The Impact on Education of Children Admitted into Care after Experiencing Abuse

Neil Zammit & Charlotte Moore - MCAST Journal of Applied Research & Practice


This study focuses on the impact of abuse on the child’s education while it explores how these children are being supported in care institutions to minimize and overcome the effects of abuse on their educational journey.

This paper starts by determining the need for this study, the definition of child abuse and then explores the effects of child abuse on the child’s behavioural and psychological well-being. This is supported through different studies where the effects of child abuse on the child’s academic level are looked into. Support from the legal aspect is examined as well as the support being given on the management’s behalf in children homes.

A qualitative approach was adopted through eight semi-structured interviews with residential social workers and/or heads of care from different children homes. The concept of validity and reliability were examined by referring to the concept of credibility which referred to believability or reasonableness; dependability which referred to the description of the changes that occur during the course of research and an understanding of how such changes affect the study; transferability which referred to the ability to generalize, or the extent to which the results of the research can be applied to other settings or contexts (Trochim 2006: 1); and conformability which referred to the degree to which participants agree or corroborate with the research findings in contrast to the preferences and characteristics of the researcher (Guba Guba’s 2018: 197–250).

The thematic analysis of the data concluded that most children in care have a low educational level although a few were not affected in their education. A child’s coping mechanisms and resilience play an important role to overcome the effects of abuse.

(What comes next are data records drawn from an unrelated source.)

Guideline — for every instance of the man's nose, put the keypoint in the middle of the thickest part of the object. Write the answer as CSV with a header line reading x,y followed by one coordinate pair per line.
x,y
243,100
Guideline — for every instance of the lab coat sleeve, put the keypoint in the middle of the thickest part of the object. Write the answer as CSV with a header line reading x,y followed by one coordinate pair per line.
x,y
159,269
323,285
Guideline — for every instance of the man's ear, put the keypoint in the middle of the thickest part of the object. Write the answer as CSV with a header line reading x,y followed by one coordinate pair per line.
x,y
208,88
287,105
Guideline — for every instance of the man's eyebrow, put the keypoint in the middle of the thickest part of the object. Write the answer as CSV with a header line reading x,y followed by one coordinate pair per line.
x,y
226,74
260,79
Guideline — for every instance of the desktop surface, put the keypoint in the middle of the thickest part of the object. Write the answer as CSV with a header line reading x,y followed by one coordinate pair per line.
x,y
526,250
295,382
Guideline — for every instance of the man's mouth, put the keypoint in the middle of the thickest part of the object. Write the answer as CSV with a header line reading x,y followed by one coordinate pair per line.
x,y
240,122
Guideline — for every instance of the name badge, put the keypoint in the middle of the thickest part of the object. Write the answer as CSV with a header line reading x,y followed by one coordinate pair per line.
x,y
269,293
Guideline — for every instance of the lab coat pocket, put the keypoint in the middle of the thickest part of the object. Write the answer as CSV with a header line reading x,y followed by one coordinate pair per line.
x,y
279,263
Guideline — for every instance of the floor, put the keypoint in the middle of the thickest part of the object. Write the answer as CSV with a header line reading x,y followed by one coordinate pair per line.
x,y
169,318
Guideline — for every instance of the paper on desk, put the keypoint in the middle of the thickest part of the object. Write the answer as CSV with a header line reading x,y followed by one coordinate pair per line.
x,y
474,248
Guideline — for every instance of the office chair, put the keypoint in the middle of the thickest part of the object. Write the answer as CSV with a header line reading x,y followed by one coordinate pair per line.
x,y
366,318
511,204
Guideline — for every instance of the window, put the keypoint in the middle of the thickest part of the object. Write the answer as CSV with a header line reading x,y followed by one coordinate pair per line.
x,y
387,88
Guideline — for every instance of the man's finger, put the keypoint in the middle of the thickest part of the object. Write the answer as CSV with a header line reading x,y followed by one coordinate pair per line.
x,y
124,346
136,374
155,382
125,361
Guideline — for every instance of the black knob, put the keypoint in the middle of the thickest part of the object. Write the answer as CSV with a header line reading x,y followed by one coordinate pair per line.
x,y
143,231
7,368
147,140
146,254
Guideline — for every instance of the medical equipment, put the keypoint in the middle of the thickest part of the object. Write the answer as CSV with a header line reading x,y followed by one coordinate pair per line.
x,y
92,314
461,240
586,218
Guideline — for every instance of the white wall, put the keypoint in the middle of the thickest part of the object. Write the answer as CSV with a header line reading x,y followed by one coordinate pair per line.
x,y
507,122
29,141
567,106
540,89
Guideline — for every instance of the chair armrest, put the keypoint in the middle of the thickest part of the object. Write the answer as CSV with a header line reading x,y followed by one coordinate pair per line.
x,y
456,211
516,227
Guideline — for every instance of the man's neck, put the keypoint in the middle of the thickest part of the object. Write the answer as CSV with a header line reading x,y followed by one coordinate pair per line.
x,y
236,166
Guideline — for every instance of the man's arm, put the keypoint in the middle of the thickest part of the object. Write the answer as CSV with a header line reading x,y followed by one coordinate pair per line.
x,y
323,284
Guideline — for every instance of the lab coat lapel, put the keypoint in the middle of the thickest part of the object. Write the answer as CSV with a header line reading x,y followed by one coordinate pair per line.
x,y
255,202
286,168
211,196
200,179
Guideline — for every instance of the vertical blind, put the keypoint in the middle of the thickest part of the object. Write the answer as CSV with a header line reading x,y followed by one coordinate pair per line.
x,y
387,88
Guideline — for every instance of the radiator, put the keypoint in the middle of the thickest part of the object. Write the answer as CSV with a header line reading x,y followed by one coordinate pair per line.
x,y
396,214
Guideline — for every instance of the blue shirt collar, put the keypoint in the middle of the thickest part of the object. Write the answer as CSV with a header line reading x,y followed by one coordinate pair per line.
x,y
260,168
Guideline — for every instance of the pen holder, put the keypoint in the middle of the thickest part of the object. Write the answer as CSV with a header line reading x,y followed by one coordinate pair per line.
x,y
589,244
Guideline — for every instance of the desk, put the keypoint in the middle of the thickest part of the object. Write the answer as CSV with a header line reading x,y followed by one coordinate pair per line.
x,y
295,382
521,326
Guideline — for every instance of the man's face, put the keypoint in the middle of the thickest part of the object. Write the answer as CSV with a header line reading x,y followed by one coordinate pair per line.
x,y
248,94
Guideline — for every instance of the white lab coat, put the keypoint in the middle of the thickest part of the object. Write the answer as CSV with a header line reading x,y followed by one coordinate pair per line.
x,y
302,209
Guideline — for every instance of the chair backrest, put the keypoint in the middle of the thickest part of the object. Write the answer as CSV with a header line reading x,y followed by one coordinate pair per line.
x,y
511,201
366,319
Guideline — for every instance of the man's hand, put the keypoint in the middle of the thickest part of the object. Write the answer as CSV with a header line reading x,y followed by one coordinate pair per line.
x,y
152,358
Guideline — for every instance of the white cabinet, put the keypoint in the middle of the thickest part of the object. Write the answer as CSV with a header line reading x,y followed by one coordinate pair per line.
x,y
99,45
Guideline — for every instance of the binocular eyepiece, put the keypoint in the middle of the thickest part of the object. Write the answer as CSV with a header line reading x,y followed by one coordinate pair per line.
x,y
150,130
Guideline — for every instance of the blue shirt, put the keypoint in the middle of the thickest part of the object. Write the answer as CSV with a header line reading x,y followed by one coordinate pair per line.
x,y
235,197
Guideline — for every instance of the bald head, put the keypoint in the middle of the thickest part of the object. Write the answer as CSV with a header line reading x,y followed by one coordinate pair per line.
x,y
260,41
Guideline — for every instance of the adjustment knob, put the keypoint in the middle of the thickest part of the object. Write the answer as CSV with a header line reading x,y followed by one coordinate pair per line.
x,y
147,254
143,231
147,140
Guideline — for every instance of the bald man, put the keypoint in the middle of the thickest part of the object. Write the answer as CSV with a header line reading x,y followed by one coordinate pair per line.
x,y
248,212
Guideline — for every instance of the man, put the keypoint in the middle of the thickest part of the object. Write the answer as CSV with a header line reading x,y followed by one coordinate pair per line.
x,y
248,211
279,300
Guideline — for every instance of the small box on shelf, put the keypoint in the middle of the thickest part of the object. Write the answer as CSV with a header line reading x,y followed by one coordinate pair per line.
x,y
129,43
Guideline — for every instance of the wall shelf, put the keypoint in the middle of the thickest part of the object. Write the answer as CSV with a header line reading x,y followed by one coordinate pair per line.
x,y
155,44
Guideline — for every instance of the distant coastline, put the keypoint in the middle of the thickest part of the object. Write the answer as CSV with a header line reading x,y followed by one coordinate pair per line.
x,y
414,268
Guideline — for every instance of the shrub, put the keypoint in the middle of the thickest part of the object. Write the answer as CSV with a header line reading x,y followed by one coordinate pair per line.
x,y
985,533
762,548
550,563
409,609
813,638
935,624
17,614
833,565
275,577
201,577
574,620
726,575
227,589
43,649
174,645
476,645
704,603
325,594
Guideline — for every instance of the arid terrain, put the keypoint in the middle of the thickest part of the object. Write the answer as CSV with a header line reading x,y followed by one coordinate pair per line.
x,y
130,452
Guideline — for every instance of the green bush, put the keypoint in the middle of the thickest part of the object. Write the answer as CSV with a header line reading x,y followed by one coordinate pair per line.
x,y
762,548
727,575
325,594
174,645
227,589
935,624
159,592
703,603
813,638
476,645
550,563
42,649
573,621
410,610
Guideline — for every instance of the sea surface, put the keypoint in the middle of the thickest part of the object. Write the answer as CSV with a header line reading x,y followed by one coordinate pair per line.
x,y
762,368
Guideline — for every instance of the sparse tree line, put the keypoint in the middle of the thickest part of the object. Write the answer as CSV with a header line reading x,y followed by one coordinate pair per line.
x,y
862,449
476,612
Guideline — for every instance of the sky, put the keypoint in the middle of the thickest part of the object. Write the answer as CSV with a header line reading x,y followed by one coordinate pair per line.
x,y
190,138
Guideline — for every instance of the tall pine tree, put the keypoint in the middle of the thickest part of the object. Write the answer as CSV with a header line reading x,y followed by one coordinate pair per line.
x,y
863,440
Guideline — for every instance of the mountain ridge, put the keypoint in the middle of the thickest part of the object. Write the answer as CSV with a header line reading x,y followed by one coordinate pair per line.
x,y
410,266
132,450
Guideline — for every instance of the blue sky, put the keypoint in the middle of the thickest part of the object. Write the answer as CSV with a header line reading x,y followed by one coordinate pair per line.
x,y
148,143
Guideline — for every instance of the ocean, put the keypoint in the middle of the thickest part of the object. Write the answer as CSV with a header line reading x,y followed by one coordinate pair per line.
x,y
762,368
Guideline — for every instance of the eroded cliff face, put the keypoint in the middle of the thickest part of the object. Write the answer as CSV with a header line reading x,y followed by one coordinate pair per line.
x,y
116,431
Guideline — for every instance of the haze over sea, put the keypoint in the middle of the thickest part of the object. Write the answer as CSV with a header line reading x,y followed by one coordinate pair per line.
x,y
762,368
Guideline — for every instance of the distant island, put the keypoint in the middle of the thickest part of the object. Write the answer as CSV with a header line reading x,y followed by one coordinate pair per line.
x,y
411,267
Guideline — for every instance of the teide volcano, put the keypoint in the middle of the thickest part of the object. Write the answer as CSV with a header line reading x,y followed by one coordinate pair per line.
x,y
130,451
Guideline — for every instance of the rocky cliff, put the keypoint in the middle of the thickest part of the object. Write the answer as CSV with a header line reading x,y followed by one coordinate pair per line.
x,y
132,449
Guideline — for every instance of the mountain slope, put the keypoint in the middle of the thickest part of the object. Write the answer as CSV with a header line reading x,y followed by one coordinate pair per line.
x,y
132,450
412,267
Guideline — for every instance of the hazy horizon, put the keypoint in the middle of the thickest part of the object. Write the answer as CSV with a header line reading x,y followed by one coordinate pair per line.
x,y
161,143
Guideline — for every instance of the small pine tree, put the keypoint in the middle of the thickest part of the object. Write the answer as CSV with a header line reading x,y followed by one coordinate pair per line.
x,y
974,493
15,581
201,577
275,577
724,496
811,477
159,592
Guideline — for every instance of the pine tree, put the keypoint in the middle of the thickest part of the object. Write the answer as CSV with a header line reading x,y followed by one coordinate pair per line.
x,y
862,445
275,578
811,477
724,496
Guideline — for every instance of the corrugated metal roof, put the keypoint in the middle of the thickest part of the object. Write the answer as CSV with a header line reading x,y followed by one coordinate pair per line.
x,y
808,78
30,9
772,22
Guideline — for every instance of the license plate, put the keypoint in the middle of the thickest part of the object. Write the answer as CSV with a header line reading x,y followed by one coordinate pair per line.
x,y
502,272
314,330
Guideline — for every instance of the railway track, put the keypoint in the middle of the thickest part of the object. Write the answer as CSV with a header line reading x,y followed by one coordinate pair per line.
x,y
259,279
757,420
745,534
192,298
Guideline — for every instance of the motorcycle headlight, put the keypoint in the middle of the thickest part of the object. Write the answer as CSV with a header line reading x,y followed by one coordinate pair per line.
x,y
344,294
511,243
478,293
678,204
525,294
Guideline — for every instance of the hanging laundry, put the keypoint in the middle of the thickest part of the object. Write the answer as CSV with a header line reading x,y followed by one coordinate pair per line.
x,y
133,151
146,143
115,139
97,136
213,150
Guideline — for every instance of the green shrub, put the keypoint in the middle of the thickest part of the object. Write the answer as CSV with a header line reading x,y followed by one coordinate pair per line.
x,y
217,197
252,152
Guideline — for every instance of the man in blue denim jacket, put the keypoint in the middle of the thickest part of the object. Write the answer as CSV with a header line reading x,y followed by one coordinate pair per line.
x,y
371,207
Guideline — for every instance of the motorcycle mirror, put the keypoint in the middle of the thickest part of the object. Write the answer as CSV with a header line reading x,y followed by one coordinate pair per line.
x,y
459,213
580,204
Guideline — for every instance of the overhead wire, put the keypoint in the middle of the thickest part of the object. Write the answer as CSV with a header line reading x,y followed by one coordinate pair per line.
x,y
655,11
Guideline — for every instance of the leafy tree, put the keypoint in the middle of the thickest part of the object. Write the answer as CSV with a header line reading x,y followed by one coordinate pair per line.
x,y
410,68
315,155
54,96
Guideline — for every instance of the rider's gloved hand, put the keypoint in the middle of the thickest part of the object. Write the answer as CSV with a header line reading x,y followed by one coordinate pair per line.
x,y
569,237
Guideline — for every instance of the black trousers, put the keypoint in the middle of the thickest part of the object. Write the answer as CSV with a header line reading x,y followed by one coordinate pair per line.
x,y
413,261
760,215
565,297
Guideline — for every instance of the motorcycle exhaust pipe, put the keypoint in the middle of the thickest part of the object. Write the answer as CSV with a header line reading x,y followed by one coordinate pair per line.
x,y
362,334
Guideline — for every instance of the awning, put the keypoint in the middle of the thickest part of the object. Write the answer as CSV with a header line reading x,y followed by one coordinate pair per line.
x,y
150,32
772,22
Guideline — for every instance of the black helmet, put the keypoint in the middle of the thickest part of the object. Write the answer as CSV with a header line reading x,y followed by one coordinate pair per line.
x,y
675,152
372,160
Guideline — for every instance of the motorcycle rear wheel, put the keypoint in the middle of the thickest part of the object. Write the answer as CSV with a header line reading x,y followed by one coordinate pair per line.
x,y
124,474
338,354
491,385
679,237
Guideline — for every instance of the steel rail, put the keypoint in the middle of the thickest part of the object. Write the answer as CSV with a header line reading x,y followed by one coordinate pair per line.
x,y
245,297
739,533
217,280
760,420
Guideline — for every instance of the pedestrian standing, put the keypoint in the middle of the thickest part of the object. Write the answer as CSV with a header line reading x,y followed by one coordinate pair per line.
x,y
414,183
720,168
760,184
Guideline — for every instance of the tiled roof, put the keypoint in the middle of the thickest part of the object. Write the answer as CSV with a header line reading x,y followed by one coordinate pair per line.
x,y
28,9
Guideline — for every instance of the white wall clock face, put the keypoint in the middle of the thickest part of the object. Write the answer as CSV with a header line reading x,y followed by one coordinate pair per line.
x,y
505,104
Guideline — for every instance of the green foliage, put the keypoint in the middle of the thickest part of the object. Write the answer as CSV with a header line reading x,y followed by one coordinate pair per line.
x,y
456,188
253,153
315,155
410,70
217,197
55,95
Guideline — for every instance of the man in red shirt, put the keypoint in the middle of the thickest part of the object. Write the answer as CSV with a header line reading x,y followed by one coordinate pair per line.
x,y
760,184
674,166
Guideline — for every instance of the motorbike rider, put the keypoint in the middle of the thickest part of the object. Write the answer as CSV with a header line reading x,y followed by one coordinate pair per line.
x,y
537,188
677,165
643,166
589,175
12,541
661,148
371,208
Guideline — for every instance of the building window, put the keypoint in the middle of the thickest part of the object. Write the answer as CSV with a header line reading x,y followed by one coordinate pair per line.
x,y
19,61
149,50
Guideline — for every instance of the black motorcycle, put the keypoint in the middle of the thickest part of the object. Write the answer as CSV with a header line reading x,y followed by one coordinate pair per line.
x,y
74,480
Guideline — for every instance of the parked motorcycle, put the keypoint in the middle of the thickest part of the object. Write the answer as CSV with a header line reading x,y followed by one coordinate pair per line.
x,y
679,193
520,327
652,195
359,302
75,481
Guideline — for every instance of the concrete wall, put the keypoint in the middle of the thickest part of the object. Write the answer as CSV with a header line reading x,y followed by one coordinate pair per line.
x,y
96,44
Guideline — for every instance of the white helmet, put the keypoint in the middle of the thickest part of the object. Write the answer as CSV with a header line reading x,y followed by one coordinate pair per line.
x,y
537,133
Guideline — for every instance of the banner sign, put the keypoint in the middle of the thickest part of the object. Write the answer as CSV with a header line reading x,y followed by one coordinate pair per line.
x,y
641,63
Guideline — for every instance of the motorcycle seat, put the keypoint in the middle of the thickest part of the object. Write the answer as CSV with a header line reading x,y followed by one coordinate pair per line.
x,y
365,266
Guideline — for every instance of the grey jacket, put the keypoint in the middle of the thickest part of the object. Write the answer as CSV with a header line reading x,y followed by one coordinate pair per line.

It is important that a holistic support system is provided within the home as well as coordination between the home and educational institutions.

This study concludes that children who have experienced abuse and were admitted in care need to be supported with a care plan which establishes reachable targets to promote a better opportunity for the child to have a positive educational experience. A number of these children choose not to continue tertiary education owing to their urge of becoming independent.

The conclusion looks into the recommendations for more measures to be incorporated, particularly within the educational institution, as well as the need for better holistic support system between the school and the home through a policy which directly supports the education of children in care.